Come hear Andrea Ghez, distinguished professor of physics and astronomy at UCLA, as she challenges our fundamental understanding of the universe. Using state-of-the-art adaptive optics and the Keck telescopes on the summit of Mauna Kea, Hawaii, she has found evidence for a supermassive black hole at the center of the Milky Way. Discover what this might mean for science and even Einstein’s basic hypotheses!
Before the talk, mingle with alumni and other friends of UCLA at a reception featuring plenty of satisfying hors d’oeuvres, beer and wine-all included in the registration price. Click here to register.
Date: Monday, October 28, 2013
Reception: 6:30 p.m.
Program: 7:15 p.m.
Island Hotel Newport Beach
690 Newport Center Drive
Newport Beach, CA 92660
$25 per person when you register online.
$30 per person for on-site registration. Only credit cards are accepted.
$10 per person for Recent Alumni or Alumni Association members. Limit 2 admissions. To qualify for the Recent Alumni rate, you must have completed your UCLA undergraduate degree within the last 5 years.
Admission is free for Chancellor’s Society donors at the Chancellor’s Circle level or above.
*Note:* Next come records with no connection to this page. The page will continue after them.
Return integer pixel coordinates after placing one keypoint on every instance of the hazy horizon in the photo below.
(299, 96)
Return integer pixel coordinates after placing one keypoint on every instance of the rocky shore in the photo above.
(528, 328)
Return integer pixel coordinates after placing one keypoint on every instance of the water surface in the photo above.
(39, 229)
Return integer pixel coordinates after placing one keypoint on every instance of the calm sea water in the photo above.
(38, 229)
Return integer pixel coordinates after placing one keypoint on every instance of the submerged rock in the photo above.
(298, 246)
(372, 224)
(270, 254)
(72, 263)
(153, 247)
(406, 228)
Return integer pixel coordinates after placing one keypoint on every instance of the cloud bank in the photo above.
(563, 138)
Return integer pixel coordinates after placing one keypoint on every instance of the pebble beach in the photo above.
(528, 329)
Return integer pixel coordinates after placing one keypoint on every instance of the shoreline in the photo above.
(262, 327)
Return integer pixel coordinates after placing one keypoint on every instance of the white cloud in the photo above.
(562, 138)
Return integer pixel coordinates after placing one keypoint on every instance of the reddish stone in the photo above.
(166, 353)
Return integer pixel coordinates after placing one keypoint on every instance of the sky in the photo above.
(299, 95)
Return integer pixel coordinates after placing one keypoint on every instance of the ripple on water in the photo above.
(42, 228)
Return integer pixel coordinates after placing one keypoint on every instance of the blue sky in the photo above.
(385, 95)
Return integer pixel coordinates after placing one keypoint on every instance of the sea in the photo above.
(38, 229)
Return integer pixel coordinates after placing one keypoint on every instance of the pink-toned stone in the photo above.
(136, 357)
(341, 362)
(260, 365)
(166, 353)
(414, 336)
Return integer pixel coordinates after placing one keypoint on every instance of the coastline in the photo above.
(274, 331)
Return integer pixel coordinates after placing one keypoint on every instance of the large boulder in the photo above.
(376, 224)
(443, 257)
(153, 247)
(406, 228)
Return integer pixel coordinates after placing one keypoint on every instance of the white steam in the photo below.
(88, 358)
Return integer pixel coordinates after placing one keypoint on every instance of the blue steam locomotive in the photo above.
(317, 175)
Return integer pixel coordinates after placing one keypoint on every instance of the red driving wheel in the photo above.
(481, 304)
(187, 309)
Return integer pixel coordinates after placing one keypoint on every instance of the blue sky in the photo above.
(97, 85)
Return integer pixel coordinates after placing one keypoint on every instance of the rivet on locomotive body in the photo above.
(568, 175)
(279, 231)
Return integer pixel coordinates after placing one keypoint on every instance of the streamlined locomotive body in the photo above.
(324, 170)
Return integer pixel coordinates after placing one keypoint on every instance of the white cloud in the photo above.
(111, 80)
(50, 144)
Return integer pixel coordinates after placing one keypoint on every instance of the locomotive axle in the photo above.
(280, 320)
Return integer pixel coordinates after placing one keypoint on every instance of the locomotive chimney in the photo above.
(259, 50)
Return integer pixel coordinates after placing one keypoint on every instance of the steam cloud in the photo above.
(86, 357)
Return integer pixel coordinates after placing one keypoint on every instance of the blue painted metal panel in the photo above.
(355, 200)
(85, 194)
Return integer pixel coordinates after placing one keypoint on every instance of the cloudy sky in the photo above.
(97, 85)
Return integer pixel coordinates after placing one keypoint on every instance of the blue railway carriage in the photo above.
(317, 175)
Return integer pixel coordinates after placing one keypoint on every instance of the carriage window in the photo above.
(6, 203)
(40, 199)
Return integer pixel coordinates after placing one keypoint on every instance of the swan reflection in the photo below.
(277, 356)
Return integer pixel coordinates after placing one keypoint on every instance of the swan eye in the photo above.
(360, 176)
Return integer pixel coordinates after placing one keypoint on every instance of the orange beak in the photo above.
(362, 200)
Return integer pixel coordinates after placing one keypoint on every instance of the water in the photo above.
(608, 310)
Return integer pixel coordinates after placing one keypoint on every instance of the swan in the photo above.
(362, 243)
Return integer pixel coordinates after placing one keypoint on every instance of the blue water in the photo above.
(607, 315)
Limit 2 admissions. To join or learn more, call
(310) 206-0534 or email@example.com
Distinguished Professor of Physics & Astronomy, UCLA
Lauren B. Leichtman & Arthur E. Levine Chair in Astrophysics
Andrea M. Ghez, a professor of physics and astronomy who holds the Lauren B. Leichtman and Arthur E. Levine Chair in Astrophysics, is one of the world’s leading experts in observational astrophysics and heads UCLA’s Galactic Center Group. She earned her B.S. in physics from MIT in 1987, her Ph.D. from Caltech in 1992 and has been on the faculty at UCLA since 1994. Professor Ghez is best known for her groundbreaking work on the center of our galaxy, which has led to the best evidence to date for the existence of supermassive black holes. She has received numerous honors and awards, including the Crafoord Prize in Astronomy (She is the first woman to receive a Crafoord Prize in any field.), a MacArthur Fellowship, election to the National Academy of Sciences, the American Academy of Arts & Sciences, and the American Philosophical Society. Her work can be found in many public outlets, including TED, NOVA’s Monster of the Milky Way, Discovery’s Swallowed by a Black Hole and at the Griffith Observatory.